An erect to spreading shrub to 2 metres tall.
It is found in dry sclerophyll forests and woodland, often near creeks, on sandy soils over sandstone, on the coast, tablelands and central western slopes of New South Wales, from Murwillumbah in northern NSW, to the Budawang Range, with most of its occurrence from the Hunter Valley to Batemans Bay.
Branches are four-ridged (square) and slightly aromatic.
Leaves are in opposite pairs (rarely in 3-leaf whorls, egg-shaped to circular, to 65 mm long and to 40 mm wide, on a petiole to 15 mm long, slightly aromatic.
Flowers have a shape described as labiate (applies to all Lamiaceae flowers) with 5 petals varying in their size, fused at their base, produced in leaf axils.
One of the identification features for Prostanthera is that the 5 calyx parts (basal whorl of the flower) are fused into 2 lips.
In this species, flowers are arranged in compressed groups / clusters on the ends of branchlets, each flower with bracteoles about 2.5 mm long at the base, but that fall off as the flower develops.
The petals are white to pale mauve and 12 to 15 mm long with petals fused into a tube for part of their length.
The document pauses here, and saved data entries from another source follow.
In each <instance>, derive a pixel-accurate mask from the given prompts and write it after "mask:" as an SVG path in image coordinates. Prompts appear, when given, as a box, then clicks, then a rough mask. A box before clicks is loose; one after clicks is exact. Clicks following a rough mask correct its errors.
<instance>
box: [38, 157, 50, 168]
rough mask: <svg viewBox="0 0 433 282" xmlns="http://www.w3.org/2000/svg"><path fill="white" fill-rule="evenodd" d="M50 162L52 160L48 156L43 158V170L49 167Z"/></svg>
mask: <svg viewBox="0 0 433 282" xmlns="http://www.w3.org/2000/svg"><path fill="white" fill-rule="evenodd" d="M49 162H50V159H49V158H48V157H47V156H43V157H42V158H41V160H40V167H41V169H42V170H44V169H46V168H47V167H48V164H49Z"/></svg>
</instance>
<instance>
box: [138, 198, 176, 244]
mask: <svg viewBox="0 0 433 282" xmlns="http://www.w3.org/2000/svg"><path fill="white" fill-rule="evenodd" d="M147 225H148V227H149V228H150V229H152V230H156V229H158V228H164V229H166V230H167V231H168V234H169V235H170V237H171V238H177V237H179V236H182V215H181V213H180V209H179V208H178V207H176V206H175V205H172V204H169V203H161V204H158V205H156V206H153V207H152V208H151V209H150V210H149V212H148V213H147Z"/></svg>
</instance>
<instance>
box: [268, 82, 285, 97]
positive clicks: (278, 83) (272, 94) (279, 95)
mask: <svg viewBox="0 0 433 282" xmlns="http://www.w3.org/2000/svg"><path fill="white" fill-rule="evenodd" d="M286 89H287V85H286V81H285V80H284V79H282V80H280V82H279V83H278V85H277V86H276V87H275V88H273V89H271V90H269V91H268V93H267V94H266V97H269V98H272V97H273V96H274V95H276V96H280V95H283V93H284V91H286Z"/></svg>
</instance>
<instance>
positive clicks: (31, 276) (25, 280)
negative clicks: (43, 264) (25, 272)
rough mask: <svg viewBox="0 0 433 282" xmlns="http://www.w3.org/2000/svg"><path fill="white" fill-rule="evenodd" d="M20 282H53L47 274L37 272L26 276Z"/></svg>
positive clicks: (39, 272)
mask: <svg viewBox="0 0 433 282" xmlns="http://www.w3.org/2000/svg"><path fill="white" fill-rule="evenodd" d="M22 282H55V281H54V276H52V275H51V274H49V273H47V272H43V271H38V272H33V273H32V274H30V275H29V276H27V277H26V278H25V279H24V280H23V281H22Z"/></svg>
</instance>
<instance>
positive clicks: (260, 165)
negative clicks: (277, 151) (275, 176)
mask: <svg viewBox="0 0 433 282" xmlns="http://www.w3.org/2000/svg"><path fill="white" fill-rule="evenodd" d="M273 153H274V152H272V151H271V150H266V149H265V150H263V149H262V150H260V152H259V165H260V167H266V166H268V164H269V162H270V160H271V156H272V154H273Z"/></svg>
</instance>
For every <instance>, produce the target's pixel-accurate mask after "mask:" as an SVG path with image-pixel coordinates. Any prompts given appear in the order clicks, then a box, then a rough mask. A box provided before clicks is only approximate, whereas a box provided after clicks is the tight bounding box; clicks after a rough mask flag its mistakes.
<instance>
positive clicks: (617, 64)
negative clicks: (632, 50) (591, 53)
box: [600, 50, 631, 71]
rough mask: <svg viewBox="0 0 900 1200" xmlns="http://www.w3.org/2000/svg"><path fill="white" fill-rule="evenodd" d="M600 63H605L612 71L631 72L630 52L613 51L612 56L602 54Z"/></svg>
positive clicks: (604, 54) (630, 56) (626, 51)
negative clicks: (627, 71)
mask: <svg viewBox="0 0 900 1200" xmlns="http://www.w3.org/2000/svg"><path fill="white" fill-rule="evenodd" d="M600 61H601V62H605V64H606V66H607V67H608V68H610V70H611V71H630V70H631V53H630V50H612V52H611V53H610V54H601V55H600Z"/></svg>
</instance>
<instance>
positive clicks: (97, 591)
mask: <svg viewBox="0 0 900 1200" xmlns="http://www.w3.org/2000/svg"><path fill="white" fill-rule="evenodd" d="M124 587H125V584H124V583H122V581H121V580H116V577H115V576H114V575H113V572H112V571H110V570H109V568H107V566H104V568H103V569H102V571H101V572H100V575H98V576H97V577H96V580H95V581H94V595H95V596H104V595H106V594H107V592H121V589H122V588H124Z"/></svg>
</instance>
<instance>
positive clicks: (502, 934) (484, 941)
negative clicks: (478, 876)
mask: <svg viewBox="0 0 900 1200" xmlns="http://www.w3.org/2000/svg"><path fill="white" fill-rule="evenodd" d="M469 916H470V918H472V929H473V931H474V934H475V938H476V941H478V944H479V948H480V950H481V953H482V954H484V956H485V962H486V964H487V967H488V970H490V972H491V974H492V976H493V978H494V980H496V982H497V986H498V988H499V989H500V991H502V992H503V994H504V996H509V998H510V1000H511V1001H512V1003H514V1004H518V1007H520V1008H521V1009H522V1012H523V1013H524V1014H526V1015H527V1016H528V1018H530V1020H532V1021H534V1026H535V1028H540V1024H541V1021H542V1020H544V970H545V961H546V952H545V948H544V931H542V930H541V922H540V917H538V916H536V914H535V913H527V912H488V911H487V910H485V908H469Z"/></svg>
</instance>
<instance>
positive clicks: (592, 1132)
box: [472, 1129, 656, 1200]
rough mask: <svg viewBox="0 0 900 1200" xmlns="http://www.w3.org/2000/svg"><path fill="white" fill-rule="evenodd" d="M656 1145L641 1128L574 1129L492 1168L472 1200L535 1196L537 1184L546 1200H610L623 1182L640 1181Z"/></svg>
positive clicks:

Fruits – 4 tiny nutlets (mericarps) produced at the base of the calyx.
Not commonly cultivated and plants may be hard to source. It is likely just one of many species that needs to be trialled in cultivation.
Would likely prefer a well-drained sandy soil in full-sun to part shade.
Could likely be pruned to a nice shape. Best approach is a light tip prune after flowering.
A Prostanthera in full bloom is a magnificent sight and there are so many colours to choose from for your garden. These plants are found in all states in varied soil conditions and climate and thus while it may be a challenge to grow some species many are easy in a garden situation.
A few basic growing tips are:
• Good drainage is essential. Raised beds ensure this
• Water new plants until established, weekly or as required.
• Do not over water, as this can induce root rot and fungal infestation.
• They prefer moist root runs.
• Plant drooping is an indicator of dryness
There is a tip from the publication:
“Letters to Garden Lovers”, Australian Home Beautiful, April 1938, to regularly and lightly prune branches all through the year rather than give plants a heavy prune once a year. Be careful not to eliminate flower buds, however.
Plants may be grown from fresh seed. However, cuttings are frequently and reliably used, usually semi-hard wood or soft tip material, which strike well in spring or autumn.
There are approximately 100 species of Prostanthera, endemic to Australia. They occur in all States.
This genus is currently under revision, and several species complexes are unresolved. Natural hybrids occur between several species and most species appear to be capable of hybridizing when in cultivation.
Some 80% of mints contain aromatic oils within their leaves with oil of cineol being a major component. Prostanthera sieberi, P. incisa and P. staurophylla are quite pleasantly overpowering due to their exudates when crushed.
Positioning of prostantheras as border plants or near pathways is recommended as the mint odour is released when brushed against. Oil from the leaves of some species is distilled for use in cosmetics and as soap additives.
Most Prostanthera species will regenerate from seed after fire with some species exhibiting an ability to reshoot from basal areas and stem buds. The exact response for this species is unknown.
Prostanthera – from the Greek prosthike (προσθήκη) which translates to “addendum”, and anthir (ανθήρ) meaning anther – referring to the anthers which have an appendage of tissue.
prunelloides – resembling species of Prunella, another genus of the Lamiaceae, eg: the NSW weed Prunella vulgaris. The resemblance is likely in the leaves and/or clustered flower-heads.